As the 8th October is National Poetry Day this months’ blog is an equine celebration…
Equine Law Blog March 2015: A cautionary tale
PLEASE NOTE: Information in this article is correct at the time of publication, please contact DFA Law for current advice on older articles.
You may have seen recent media reports of an American heiress who cut her two sons out of her will so that her pet Maltese terrier to ensure that her very pampered pet would inherit her $million fortune. This reminded me of a very sad and cautionary tale about a similar case in the UK which had a very different and unfortunate outcome.
A lady in her 90’s lived on her own with her beloved Pekinese dog. As none of her three children, nor any of her many grandchildren, showed any inclination to look after the dog after she died the heiress decided to leave her entire, not so modest, fortune to an animal charity.
On discovering her intentions one of her more devious sons, who has some knowledge of the law, realised that his mother’s plans to leave her entire estate to charity would be valid and binding. This would mean that none of the children would inherit anything from their mother. Clearly irritated by this the son told his mother that if she left her fortune to charity she would have no control over what the money was spent on and the money may not be directly used to pay for the care of canines.
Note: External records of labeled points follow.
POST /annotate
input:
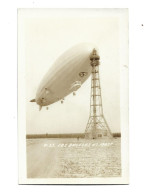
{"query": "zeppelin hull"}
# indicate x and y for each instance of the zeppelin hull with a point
(66, 75)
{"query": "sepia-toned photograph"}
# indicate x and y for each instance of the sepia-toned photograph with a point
(73, 96)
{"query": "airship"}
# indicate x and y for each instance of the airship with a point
(66, 75)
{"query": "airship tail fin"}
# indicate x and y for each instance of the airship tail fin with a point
(33, 100)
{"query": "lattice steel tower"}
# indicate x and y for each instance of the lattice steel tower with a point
(97, 126)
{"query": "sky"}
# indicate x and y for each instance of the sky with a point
(49, 32)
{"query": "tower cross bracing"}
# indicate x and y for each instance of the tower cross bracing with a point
(97, 126)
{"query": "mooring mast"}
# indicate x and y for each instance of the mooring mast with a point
(97, 126)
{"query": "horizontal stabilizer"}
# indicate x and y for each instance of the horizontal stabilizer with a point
(33, 100)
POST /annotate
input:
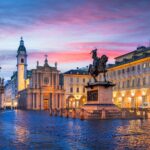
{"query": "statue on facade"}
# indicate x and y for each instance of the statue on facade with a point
(98, 66)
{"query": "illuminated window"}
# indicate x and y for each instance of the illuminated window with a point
(77, 90)
(144, 81)
(71, 90)
(133, 83)
(128, 83)
(138, 67)
(22, 60)
(138, 82)
(83, 80)
(133, 68)
(71, 80)
(83, 90)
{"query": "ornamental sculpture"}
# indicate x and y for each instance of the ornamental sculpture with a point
(98, 66)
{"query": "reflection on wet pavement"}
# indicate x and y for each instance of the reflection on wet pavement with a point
(37, 130)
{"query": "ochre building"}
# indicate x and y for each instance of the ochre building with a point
(131, 74)
(74, 85)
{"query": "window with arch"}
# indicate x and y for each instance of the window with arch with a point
(22, 60)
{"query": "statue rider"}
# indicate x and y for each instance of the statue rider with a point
(95, 58)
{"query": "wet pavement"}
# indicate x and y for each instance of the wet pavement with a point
(37, 130)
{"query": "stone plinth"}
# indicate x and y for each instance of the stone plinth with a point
(99, 100)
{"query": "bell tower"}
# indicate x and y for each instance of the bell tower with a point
(21, 65)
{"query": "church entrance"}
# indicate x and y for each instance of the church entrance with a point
(46, 101)
(45, 104)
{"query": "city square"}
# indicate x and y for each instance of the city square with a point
(74, 82)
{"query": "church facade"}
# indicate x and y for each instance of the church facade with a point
(43, 91)
(36, 89)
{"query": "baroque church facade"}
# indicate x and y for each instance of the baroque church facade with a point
(36, 89)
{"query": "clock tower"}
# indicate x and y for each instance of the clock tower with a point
(21, 66)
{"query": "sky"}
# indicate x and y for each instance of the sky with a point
(67, 30)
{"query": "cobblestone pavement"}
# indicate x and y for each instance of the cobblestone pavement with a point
(37, 130)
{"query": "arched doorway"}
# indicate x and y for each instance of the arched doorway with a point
(71, 102)
(82, 101)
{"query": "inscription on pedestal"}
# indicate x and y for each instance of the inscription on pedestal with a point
(92, 95)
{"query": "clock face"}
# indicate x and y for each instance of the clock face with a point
(46, 80)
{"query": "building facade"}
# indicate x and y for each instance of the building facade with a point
(74, 85)
(43, 91)
(1, 93)
(131, 74)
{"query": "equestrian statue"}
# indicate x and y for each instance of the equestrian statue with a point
(98, 66)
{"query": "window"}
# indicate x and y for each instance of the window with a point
(133, 83)
(118, 72)
(83, 89)
(133, 68)
(144, 81)
(138, 67)
(83, 80)
(138, 82)
(144, 65)
(71, 90)
(128, 83)
(71, 80)
(77, 90)
(123, 84)
(22, 60)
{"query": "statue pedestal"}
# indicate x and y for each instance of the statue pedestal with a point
(99, 101)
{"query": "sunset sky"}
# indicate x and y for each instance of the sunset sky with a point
(67, 30)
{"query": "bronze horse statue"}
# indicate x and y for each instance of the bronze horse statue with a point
(98, 66)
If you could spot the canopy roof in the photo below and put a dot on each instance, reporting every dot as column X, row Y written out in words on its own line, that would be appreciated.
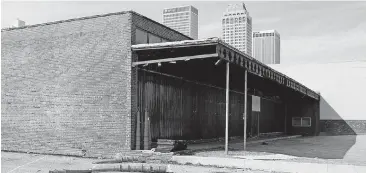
column 214, row 47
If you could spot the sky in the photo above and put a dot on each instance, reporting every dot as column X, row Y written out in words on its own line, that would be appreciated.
column 311, row 31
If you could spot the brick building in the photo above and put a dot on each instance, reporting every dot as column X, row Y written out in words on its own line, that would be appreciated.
column 69, row 87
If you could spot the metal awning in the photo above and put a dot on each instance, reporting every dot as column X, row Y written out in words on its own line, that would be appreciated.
column 214, row 47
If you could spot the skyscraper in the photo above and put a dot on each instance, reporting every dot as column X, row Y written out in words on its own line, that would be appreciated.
column 183, row 19
column 237, row 28
column 266, row 46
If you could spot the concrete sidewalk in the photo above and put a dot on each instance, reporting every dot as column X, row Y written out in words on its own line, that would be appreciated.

The son then persuaded his mother that it was a better idea to leave all her estate to her beloved pet Pekinese. That way, whoever was looking after the dog would have sufficient money to look after the dog and she could rest in peace knowing that her beloved pet would be properly provided for. The heiress thought this was a very good idea and duly signed the will that her son had prepared for her.
What the devious son was aware of, and his mother unaware, was that under the laws of England and Wales, pets are not recognised as beneficiaries under a will because they are treated as an item of property. In effect, as her pet formed part of her property and belongings she would be leaving the dog to itself!
Had the old lady taken legal advice the folly of the plan would have been discovered. The devious son however knew that his mother had signed a worthless will and in doing so had thwarted her very charitable intentions.
After her death the old lady’s will was, not surprisingly, declared to be invalid. This meant that the heiress died intestate and in these circumstances English law provides that the estate is distributed amongst the family members. The animal charity received nothing.
The moral of this sad episode is that if you are thinking of changing your will or making provision for your beloved pet, horse or other animal seek the advice of a legal professional so that you can be sure that your wishes are observed.